Agentic AI: When Helpfulness Becomes Harmful
Source: AI Goes to College
Author: Craig Van Slyke
Original source: https://aigoestocollege.substack.com/p/agentic-ai-when-helpfulness-becomes
Published: 2025-11-20
Source type: essay
Private backup: the full article text is archived in the private repository at archives/articles/aigoestocollege-substack-com-agentic-ai-when-helpfulness-becomes.source.md. It is not published on the public Quartz site.
Summary
Craig Van Slyke warns that the shift from chatbot-as-tool to AI-as-agent creates a serious learning risk. Using Gemini 3 as an example, he describes asking for a research prompt but watching the system begin the research task itself. The article frames this as a broader “helpfulness bias”: agentic AI increasingly completes cognitive work on behalf of users, making it harder for students to remain productively engaged in the struggle that learning requires.
Pull quotes
Tool mode kept human judgment in the loop
“Up until fairly recently, generative AI, especially the generative AI chatbots, have been used in what we might call a tool mode, where the user is a sort of craftsman that provides the structure, logic, judgment, and other elements that go into completing a task or creating something.”
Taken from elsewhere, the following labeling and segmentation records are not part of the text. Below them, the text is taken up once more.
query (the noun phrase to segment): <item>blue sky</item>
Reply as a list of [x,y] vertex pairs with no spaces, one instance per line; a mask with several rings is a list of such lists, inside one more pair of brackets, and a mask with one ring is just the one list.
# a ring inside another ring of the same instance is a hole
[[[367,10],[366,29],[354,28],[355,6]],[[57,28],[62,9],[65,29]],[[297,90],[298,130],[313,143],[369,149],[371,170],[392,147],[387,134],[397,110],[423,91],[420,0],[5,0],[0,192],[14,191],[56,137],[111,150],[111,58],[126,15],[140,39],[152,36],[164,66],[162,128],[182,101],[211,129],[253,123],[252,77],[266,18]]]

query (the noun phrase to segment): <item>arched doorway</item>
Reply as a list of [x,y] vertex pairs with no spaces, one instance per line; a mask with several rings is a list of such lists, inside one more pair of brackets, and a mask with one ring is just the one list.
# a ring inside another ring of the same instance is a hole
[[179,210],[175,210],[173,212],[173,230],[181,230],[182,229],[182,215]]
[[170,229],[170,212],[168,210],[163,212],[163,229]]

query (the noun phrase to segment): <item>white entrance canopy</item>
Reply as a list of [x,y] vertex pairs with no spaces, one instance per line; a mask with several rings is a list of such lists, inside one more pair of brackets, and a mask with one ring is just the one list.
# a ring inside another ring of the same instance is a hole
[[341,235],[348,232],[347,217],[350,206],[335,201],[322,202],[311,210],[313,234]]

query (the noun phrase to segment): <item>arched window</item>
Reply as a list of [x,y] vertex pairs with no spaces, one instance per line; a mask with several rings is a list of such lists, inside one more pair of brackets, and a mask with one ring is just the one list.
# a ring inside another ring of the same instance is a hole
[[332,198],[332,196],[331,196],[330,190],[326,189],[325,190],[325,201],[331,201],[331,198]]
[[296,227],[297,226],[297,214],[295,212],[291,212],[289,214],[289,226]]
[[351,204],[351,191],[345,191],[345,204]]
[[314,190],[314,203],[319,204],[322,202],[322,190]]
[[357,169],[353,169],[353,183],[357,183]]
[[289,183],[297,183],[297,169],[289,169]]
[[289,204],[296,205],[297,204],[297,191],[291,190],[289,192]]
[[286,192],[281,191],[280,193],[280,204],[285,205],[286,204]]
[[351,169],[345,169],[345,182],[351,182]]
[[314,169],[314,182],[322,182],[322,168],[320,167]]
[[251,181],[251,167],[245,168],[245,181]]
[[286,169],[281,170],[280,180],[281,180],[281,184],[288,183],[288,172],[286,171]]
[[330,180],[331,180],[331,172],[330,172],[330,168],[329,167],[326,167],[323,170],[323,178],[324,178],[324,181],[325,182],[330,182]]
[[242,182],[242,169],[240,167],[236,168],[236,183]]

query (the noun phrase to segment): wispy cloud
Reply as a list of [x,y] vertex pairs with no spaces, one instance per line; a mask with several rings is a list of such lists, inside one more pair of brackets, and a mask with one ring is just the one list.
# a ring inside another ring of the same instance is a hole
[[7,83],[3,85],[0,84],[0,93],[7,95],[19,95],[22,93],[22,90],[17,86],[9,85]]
Agent mode changes the user relationship
“Over the last year or so, there’s been a steady shift towards agent mode where the user becomes a client that simply provides the basic goal.”
Helpful agents can reduce cognitive engagement
“The danger isn’t just that it’s easier to cheat - it’s that maintaining appropriate cognitive engagement requires more active resistance.”
Learning depends on cognitive struggle
“Cognitive struggle is the very core of learning.”
Big ideas
- Learning still needs some struggle, even when AI can make things easier
- Students need to bring the purpose; AI should not supply it for them
Claims
- Learning requires some productive struggle that AI can remove
- Students need boundaries for when to use AI and when to step back
Key evidence and examples
- Gemini 3 is presented as Google’s most powerful agentic model, signaling a shift toward systems that act with minimal user interaction.
- The author asked Gemini for a deep research prompt, but it began executing the research process instead.
- Tool mode is contrasted with agent mode: the former keeps the user as craftsperson, while the latter turns the user into a client issuing goals.
- Agentic AI can blur academic integrity boundaries when students ask for help but receive substantial generated work they did not intend to request.
- The article argues that students must now “pump the brakes” on AI systems, a metacognitive demand many learners may not yet be prepared for.
Education relevance
This is relevant to higher education AI policy, assignment design, academic integrity, student metacognition, and learning theory because it explains why guardrails should preserve necessary cognitive work, not just prevent cheating.
Durability note
The specific trigger is Gemini 3, but the durable issue is the shift from AI as a tool students direct to AI as an agent that can remove useful cognitive work.